La crisi e la mancanza di prospettive rosee fanno sentire il loro peso sulle famiglie italiane, in difficoltà e sempre meno pronte a sopportare il peso di un mutuo: secondo le rilevazioni del Crif, ad Ottobre i valori sono scesi del -33% per ciò che riguarda appunto i mutui ipotecari, con un peggioramento rispetto al mese precedente addirittura di dieci punti percentuali.
Il trend evidenziato da Eurisc, il Sistema di Informazione Creditizie di Crif, evidenzia dunque un timore purtroppo rinnovato da parte degli italiani nel richiedere finanziamenti, anche in relazione al fatto che gli istituti di credito si stanno dimostrando in queste settimane decisamente più rigidi: spread alti e accesso al credito limitato al minimo non aiutano certo chi ha bisogno di una base monetaria per l’acquisto di un immobile.
Si parlava dello Spread, che in questi giorni sta giocando un ruolo-chiave nell’economia del nostro paese: la differenza tra i nostri titoli di Stato di casa nostra e quelli tedeschi è salita significativamente negli ultimi giorni a seguito delle note vicende politiche che animano il Governo italiano. La maggior rischiosità, infatti, ha un impatto diretto sugli spread applicati dagli istituti di credito, che incontrano difficoltà crescenti nell’approvvigionamento di denaro sui mercati interbancari.

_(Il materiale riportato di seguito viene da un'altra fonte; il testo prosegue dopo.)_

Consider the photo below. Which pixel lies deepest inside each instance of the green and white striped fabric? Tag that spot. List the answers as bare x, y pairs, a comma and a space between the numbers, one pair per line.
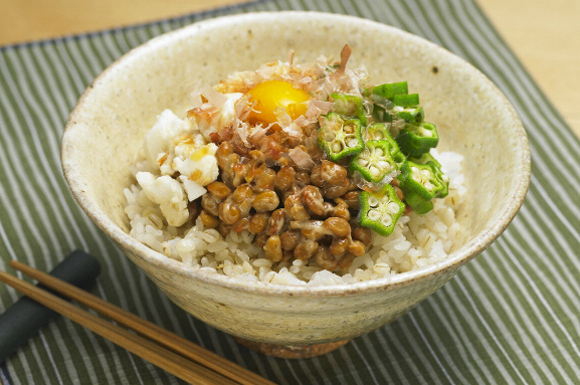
509, 316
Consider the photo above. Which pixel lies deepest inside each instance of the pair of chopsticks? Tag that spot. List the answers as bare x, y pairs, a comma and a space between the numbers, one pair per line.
178, 356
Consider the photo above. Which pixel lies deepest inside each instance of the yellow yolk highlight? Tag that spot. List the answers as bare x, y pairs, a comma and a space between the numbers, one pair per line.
273, 94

E’ questa in sostanza la serie di fattori che sta rallentando in maniera significativa il mercato italiano dei mutui e che sta portando le banche ad assumere un atteggiamento “severo” nei confronti dei potenziali clienti: sono sempre meno famiglie e imprese in grado di fornire le garanzie necessarie per ottenere un finanziamento.
Come se non bastasse, il mercato immobiliare, dal canto suo, attraversa un periodo di forte crisi che non incide tuttavia sul prezzo finale delle abitazioni, che continua a far registrare gli stessi livelli di qualche anno fa.